1.Arrow of Time 2.Guardian 3.Hellfire 4.Toxic Remedy 5.Selfish Lives 6.Eye9 7.Bulletproof 8.Hourglass 9.Just Us 10.All There Was 11.The Aftermath 12.Condition Hüman 13.Espiritu Muerto (Bonus Track)暴君ジェフ・テイトを追い出して新たなヴォーカリストのトッド・ラトゥーレを擁しての新生第2作。前作から約2年とインターバル的にはちょうど良い間隔であり、またバンドとしての軌道もちょうど良い頃合でのリリースとなりましたが今作は「Building The Empire」をスローガンにクラウドファウンディングを利用して製作されたそうです。
そのためかジェフ時代の閉塞的な空気感は全くなく前作が気に入った人であればまずハズレではないことは確かである。音質も楽曲も雰囲気も悪くはない。むしろハイクオリティであり彼らの曲を聴いたことがなくても気に入ってくれる人が出てきてもおかしくはない。
しかし誰もが思うであろう「何かが足りない」のである。楽曲の構成、練り、バリエーションがいまひとつということがまず挙げられるが、これも前作よりはかなり考えて作られてあることは1曲1曲聴けばわかります。またトッドの歌唱力ですが、前作ではジェフの継承が課題であったためか面影がありつつも今作では独自性もかなり出ておりこれも問題ない。だとすれば何か・・・?
単純に全盛期を凌ぐ楽曲が必要だという事だと思います。もしジェフがまだ居たとしてこのレベルの楽曲であれば文句はあまり出てこないでしょう。ですが、ジェフが居ない以上彼と作り上げた楽曲以上のものが出来なければ意味がないんですよね。もちろんこのアルバムを聴いて思ったのはまだまだ良いものが作り上げられそうな期待はあります。

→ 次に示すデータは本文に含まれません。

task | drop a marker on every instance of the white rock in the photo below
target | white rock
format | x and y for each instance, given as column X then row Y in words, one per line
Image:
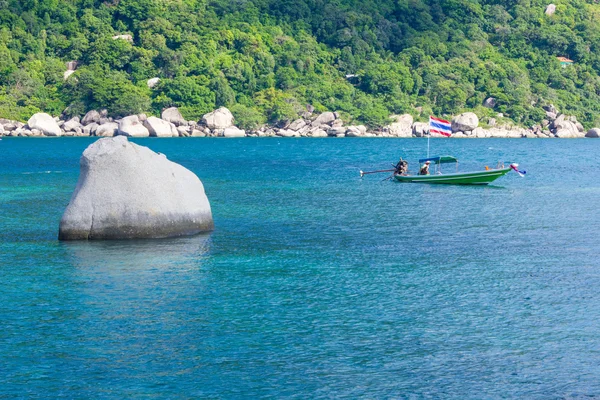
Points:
column 90, row 116
column 159, row 127
column 318, row 132
column 71, row 124
column 233, row 132
column 183, row 131
column 218, row 119
column 126, row 191
column 67, row 74
column 72, row 65
column 173, row 115
column 107, row 129
column 353, row 131
column 44, row 123
column 90, row 129
column 335, row 131
column 402, row 127
column 465, row 122
column 324, row 119
column 129, row 38
column 132, row 127
column 297, row 124
column 287, row 133
column 420, row 129
column 593, row 133
column 152, row 82
column 490, row 102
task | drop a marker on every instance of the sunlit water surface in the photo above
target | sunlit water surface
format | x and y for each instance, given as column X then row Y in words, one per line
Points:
column 315, row 283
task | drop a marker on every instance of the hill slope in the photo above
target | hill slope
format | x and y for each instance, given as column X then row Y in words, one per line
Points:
column 268, row 59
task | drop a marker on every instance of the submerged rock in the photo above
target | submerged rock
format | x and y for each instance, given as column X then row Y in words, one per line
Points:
column 173, row 116
column 45, row 123
column 593, row 133
column 127, row 191
column 219, row 119
column 465, row 122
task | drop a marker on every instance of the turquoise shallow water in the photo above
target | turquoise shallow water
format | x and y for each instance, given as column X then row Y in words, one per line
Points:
column 315, row 283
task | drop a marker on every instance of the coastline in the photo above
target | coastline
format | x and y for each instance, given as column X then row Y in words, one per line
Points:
column 220, row 123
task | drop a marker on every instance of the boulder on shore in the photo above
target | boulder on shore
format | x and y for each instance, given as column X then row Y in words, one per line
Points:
column 127, row 191
column 107, row 129
column 465, row 122
column 160, row 128
column 234, row 132
column 593, row 133
column 44, row 123
column 131, row 126
column 90, row 116
column 324, row 119
column 173, row 116
column 402, row 125
column 219, row 119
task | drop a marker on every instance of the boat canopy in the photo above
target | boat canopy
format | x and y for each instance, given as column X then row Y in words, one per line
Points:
column 439, row 160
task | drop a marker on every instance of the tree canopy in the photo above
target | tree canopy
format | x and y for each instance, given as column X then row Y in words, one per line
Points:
column 268, row 59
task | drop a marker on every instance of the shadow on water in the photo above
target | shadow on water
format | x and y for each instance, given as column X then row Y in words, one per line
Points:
column 137, row 253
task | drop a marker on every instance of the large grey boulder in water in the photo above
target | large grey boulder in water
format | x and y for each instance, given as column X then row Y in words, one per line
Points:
column 127, row 191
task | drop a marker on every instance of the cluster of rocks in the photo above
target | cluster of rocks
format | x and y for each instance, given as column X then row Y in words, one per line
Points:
column 327, row 124
column 220, row 123
column 97, row 123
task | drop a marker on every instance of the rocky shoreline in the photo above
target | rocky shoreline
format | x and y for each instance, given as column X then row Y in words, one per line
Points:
column 220, row 123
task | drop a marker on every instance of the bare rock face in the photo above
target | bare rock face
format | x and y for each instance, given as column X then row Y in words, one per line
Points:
column 90, row 116
column 219, row 119
column 465, row 122
column 107, row 129
column 131, row 126
column 126, row 191
column 159, row 127
column 129, row 38
column 420, row 129
column 72, row 124
column 44, row 123
column 593, row 133
column 152, row 82
column 173, row 116
column 234, row 132
column 402, row 127
column 324, row 119
column 490, row 102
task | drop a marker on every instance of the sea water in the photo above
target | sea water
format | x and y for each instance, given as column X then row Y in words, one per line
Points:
column 315, row 283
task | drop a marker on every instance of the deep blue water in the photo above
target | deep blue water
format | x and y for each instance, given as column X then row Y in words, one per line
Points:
column 315, row 283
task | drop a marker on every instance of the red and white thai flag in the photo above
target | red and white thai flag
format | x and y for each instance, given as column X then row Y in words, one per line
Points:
column 441, row 126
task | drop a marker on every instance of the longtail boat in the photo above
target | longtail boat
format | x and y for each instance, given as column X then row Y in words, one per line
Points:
column 454, row 178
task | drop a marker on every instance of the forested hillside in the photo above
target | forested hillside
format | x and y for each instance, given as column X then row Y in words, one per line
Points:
column 267, row 60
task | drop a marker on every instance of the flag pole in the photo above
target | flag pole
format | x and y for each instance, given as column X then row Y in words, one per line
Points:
column 428, row 136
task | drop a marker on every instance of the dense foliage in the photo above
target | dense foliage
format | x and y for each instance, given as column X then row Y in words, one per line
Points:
column 268, row 59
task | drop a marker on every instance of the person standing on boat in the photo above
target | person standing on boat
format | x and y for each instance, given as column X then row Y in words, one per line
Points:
column 401, row 167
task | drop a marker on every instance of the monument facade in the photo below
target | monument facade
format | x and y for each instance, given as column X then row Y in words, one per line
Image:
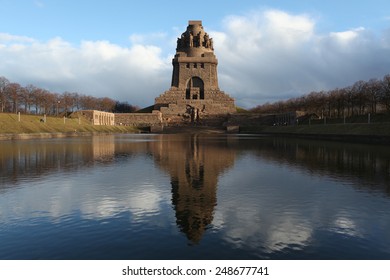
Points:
column 194, row 95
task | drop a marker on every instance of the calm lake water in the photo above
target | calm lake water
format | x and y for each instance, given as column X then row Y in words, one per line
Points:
column 193, row 197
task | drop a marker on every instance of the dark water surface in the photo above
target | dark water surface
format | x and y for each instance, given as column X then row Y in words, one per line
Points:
column 193, row 197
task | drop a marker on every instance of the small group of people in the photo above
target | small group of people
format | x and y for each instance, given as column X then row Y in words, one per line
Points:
column 189, row 40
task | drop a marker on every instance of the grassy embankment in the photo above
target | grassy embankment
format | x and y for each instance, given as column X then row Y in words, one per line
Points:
column 28, row 124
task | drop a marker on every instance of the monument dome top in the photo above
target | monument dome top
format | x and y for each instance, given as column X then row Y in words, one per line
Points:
column 194, row 41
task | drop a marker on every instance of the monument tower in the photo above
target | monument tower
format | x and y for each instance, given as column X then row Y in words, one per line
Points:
column 194, row 95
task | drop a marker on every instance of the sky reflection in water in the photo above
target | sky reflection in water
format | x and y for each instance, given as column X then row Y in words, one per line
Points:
column 193, row 197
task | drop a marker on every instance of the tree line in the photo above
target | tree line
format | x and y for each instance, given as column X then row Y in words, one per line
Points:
column 30, row 99
column 361, row 98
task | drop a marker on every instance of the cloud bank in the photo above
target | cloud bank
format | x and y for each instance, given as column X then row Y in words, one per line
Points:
column 263, row 56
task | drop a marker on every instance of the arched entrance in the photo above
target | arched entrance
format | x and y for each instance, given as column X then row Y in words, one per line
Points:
column 195, row 88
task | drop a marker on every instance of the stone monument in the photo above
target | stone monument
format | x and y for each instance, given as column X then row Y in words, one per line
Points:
column 194, row 96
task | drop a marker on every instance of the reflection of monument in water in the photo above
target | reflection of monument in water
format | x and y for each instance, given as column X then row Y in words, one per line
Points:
column 194, row 166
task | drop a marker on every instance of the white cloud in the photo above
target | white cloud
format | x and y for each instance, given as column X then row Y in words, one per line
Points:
column 136, row 74
column 269, row 55
column 263, row 56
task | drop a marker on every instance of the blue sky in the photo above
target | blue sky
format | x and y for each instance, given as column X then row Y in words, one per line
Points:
column 267, row 50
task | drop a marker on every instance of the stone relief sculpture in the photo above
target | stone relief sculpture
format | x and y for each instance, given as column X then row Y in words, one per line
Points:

過去にとらわれず、また過去を見失わずというスタンスは非常に難しいと思いますが逆にいえば「OPERATION:MINDCRIME」「EMPIER」という彼らの最高傑作に匹敵する作品はそう簡単に出来るものでもないはずです。ですがこれは方法論の問題でもあり彼らは全盛期の音楽性を重視しかつ現在の音楽性を発展させなければいけないというわけでもないはずですから。自由度はかなり高くまだまだ挑戦できる位置には居ますので是非とも現在のバンドしてのケミストリーを存分なく発揮し、新旧のファンを納得させる作品=帝国を次までには作り上げてもらいたいものですね。